Publisher's Synopsis
The cryptocurrency world has transformed in a few short years from a niche subculture to a parallel economic universe, reaching a market capitalization of more than $2.5 trillion in 2021 before plummeting in 2022. For their advocates, cryptocurrencies represent a revolution of world-historical significance. To critics, crypto is more of a speculative tool than a true currency. How do tens of thousands of financial actors make these new monies? What forces give cryptocurrencies their value-or take it away?
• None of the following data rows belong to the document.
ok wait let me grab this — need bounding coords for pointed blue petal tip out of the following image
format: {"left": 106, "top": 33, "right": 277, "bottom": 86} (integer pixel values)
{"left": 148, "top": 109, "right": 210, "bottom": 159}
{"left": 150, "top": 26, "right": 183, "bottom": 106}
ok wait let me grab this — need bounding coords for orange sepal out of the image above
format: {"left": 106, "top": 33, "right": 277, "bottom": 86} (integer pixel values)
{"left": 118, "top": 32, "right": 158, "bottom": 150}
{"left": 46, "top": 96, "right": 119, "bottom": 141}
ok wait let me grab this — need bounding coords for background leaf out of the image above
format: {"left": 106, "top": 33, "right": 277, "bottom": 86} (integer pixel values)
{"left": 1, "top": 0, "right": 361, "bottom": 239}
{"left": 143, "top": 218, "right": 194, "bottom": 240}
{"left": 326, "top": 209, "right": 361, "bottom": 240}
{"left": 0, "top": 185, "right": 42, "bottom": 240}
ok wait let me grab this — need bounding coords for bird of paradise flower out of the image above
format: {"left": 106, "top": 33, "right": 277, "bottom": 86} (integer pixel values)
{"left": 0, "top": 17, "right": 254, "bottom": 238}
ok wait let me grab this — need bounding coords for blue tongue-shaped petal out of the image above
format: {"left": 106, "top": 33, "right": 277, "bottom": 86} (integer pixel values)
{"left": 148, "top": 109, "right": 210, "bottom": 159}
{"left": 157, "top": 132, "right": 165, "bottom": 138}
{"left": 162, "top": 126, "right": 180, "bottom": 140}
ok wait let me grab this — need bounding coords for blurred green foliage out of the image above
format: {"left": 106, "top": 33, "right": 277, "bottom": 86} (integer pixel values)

And what does crypto's spectacular ascent reveal about the nature of money?
In this groundbreaking ethnographic analysis of crypto economies and their global markets and communities, Koray Caliskan offers an inside view of how cryptocurrencies are made and traded. He argues that cryptocurrency should be understood as "data money," a historically novel money type, created as the right to send data privately over an accounting infrastructure called blockchain. Drawing on two years of fieldwork among global cryptocurrency communities and in crypto markets, Caliskan makes visible the production principles of cryptocurrencies and explores how crypto exchanges work from within. He explains why and how we have been misunderstanding, underregulating, and improperly taxing crypto exchanges and actors. He also proposes a radically new way to make sense of new finance and its actors. An invaluable book for all readers seeking to understand cryptocurrency, Data Money sheds new light on a profound transformation of finance and its possible future trajectories.